Spark MLlib provides several algorithm for classification, such as Random Forests and Logistic Regression. Examples of classifier training and class prediction are straightforward. Yet it is not clear what classifier API to use to get probability that given instance belongs to the predicted class. For example for Random Forests classifier:
import org.apache.spark.SparkConf
import org.apache.spark.SparkContext
import org.apache.log4j.Logger
import org.apache.log4j.Level
import org.apache.spark.mllib.tree.RandomForest
import org.apache.spark.mllib.tree.model.RandomForestModel
import org.apache.spark.mllib.util.MLUtils
object RFClassifier {
def main(args: Array[String]) {
Logger.getLogger("org.apache.spark").setLevel(Level.WARN)
Logger.getLogger("org.eclipse.jetty.server").setLevel(Level.OFF)
// set up environment
val conf = new SparkConf()
.setMaster("local[5]")
.setAppName("RFClassifier")
.set("spark.executor.memory", "2g")
val sc = new SparkContext(conf)
// Load and parse the data file.
val data = MLUtils.loadLibSVMFile(sc, "in/sample_libsvm_data.txt")
// Split the data into training and test sets (30% held out for testing)
val splits = data.randomSplit(Array(0.7, 0.3))
val (trainingData, testData) = (splits(0), splits(1))
// Train a RandomForest model.
// Empty categoricalFeaturesInfo indicates all features are continuous.
val numClasses = 2
val categoricalFeaturesInfo = Map[Int, Int]()
val numTrees = 3 // Use more in practice.
val featureSubsetStrategy = "auto" // Let the algorithm choose.
val impurity = "gini"
val maxDepth = 4
val maxBins = 32
val model = RandomForest.trainClassifier(trainingData, numClasses, categoricalFeaturesInfo,
numTrees, featureSubsetStrategy, impurity, maxDepth, maxBins)
// Evaluate model on test instances and compute test error
val labelAndPreds = testData.map { point =>
val prediction = model.predict(point.features)
(point.label, prediction)
}
val testErr = labelAndPreds.filter(r => r._1 != r._2).count.toDouble / testData.count()
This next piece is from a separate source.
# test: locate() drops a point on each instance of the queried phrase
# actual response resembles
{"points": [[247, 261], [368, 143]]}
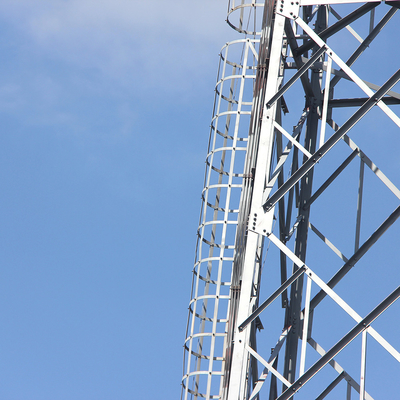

println("Test Error = " + testErr)
println("Learned classification forest model:\n" + model.toDebugString)
// Save and load model
model.save(sc, "RFClassifierModel")
val sameModel = RandomForestModel.load(sc, "RFClassifierModel")
}
}
How one can find out probabilities of the predicted classes? The same question remains for other classifiers as well. Any ideas? Thanks!
Update:
As a rough workaround: Every possible type of classifier to be used needs first to get trained with a training set. After training is done one can always find percent of correct predictions in this training set. Can this percent be used as a raw estimation of probability that any instance belongs to a predicted class? For example, if for a given classifier we get 80% of correct predictions in the training set, can we assume that average probability of an instance having a given class is 0.8 for this classifier?